Como se preparou para a chegada do seu filho?
Quando ele veio, estava muito à disposição da maternidade, já estava trabalhando menos, me programei para isso. Como o juizado bate muito na tecla do contar a verdade para a criança sobre a sua origem, desde a primeira vez que peguei ele no colo, o chamei de “Meu bebê estrelinha”, porque na composição química dos seres humanos temos um elemento idêntico ao das estrelas. Comecei a contar a história dele a partir disso. Fui uma ótima mãe de moleque e acho que sou uma ótima mãe de adolescente, mas a adolescência requer muito mais atenção.
A guerra antirracista é a mais importante da minha trajetória
ASTRID FONTENELLE
Jornalista e apresentadora
Como está sendo ser mãe de um adolescente?
Construí a chegada à adolescência na base da conversa, do conhecimento, então ele chega sabendo o que é sexo, drogas e rock’n’roll, porque conto tecnicamente e a partir das minhas experiências, não escondo nada. O fato do Gabriel ter vindo por meio da adoção me colocou num sistema de proximidade com ele muito compromissada. Essa coisa de falar a verdade sobre a origem dele e ele ter certeza absoluta de que eu jamais iria mentir para ele, me colocou nesse compromisso.
Você se diz uma mãe antirracista. Teve que trazer muitas outras pessoas para esse lado?

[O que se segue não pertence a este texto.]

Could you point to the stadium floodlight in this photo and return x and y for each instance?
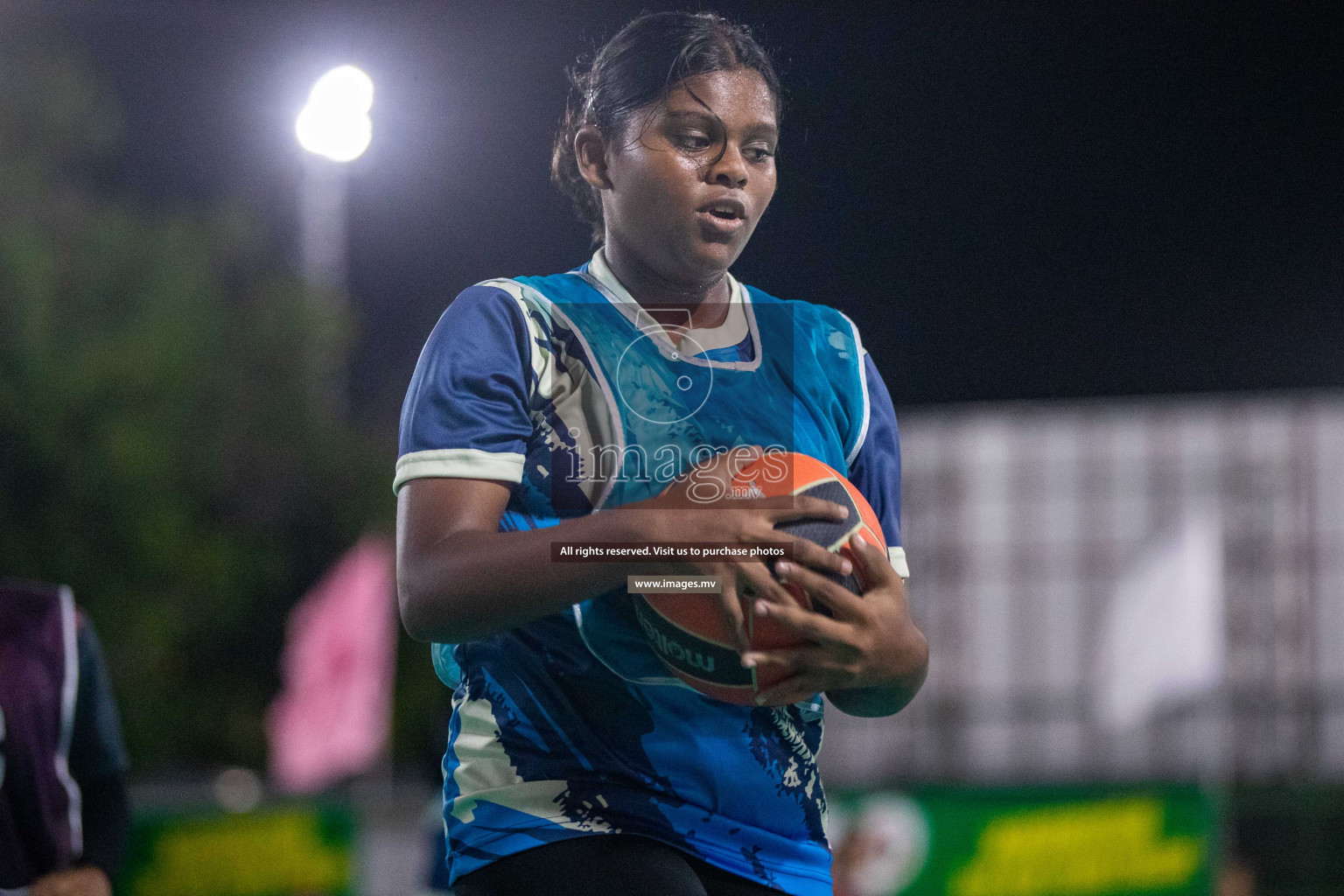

A guerra antirracista é a mais importante da minha trajetória. Mas antes de ser uma mãe antirracista, eu era uma mulher que tinha aprendido com a própria mãe a estar sempre atenta, porque eu era “um perigo da sociedade”, era a filha de uma desquitada em plenos anos 1960. Fui proibida de estudar numa escola de freiras no Rio por causa disso. O que o Gabriel me ensina é que não basta apenas me colocar como uma mulher que não é racista, teria que ser mais do que isso. E o antirracista tem que estar disposto à luta, a ser uma pessoa que está a serviço do outro para desconstruir o racismo estrutural do Brasil. Mas graças a Deus meu filho vive numa sociedade em transformação para melhor, hoje os episódios já não acontecem com frequência.
Qual é o conselho de Astrid para as leitoras de Donna?
Ler, se informar e se cercar de gente inteligente, procurar aprender uma nova língua, procurar fazer um carinho não feito numa amizade antiga. E ler significa que você não quer estar sozinha, e essa é a melhor avenida para a gente seguir no envelhecimento.